In Blake's time, Britain was fighting native rulers for control of India, and the Gadhafi of the moment had been Tipu, a rather brilliant (and understandably anti-British) leader who used tiger-themed uniforms for his army.  His throne was tigers and all of his flags and banners.  He had a pump organ built in the life-size shape of a wooden tiger eating a dead British soldier --- he had it built and he shipped it to them, as a taunting gift.  When he finally was killed, tigers were brought on display in London as war trophies.  (As a footnote, you can see a watercolor about the death of Tipu on display now at the main Getty Center, and there as well is a gorgeous piece by Blake of Satan exulting over a fallen Eve.)

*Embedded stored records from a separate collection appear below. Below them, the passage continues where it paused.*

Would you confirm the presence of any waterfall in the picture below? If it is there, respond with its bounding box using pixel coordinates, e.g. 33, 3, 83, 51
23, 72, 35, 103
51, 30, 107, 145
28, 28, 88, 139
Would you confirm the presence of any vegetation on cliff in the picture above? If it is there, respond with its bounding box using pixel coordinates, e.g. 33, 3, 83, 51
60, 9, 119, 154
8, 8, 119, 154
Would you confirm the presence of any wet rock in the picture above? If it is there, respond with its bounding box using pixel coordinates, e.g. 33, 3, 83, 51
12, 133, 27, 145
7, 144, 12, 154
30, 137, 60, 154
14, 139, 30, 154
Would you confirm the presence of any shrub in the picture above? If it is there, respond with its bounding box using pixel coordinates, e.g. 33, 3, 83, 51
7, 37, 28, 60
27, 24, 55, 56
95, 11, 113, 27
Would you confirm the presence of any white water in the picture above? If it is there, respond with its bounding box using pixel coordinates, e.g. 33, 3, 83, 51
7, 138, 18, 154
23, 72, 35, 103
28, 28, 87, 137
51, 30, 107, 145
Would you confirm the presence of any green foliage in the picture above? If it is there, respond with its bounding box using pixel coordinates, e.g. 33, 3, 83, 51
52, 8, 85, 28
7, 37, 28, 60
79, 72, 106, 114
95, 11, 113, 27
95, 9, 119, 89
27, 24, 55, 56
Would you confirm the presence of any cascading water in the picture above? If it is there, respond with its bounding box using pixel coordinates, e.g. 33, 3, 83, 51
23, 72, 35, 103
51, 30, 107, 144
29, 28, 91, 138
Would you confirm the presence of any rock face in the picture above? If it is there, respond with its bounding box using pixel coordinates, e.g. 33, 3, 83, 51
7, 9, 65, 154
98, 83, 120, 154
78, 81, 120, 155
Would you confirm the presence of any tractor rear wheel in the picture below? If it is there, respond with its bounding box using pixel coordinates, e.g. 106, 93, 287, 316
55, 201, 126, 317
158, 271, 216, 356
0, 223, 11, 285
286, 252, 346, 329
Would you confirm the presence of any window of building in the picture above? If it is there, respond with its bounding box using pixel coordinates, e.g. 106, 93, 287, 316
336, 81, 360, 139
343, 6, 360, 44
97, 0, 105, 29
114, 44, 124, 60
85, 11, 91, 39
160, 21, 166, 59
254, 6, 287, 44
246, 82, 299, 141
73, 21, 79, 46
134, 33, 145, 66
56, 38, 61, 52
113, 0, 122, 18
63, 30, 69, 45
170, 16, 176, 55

The recent release of tigers in Ohio has caused editorialists to call again for calls for stricter controls on exotic animals.  The problem is, we can't legislate against vanity, stupidity, or depression.   People have all kinds of pets they should not have.  There are some people on my block who shouldn't even own a small dog, when it comes down to it.

Attacked by a tiger, a crewman in the Vietnam War movie Apocalypse Now says, "Never get out of the boat."  Maybe we should have the opposite idea: sure, yes, go ahead --- get out of the boat.  Encourage more people to have big fierce pets, tigers included, and when they escape, don't shoot them but rather just shoo them up into the foothills.  The escaped cats can join the mountain lions and black bears that are up in Angeles Crest and that we hardly ever see.  Okay you tigers, here's the deal.  Stay to the canyons, go back to being nocturnal, just content yourself with mule deer and the occasional stray pet, and everybody will be happy.


We can set up a secondary population of tigers here in California, to make up for when the last few in India are poached into oblivion.  After all, they fill our dreams (and our English books) already.  Why not have the real thing?


When I told my wife this idea, she just wanted to know one thing.

How long until I get her that giraffe I keep promising?


1 comment:

  1. I just happened upon your blog and don't know whether to say enjoyed reading it or was depressed afterward. Well, truth is I and perhaps numerous other folk feel exactly as you do. I come from the verdant state of Kerala, India, where tigers flourished once upon a time and now if we're lucky there are maybe 15 left. By the time we're done perpetuating there'll be no fauna left to grieve over. Its slightly hope filled to know there are like minds out there. Thanks for a good read.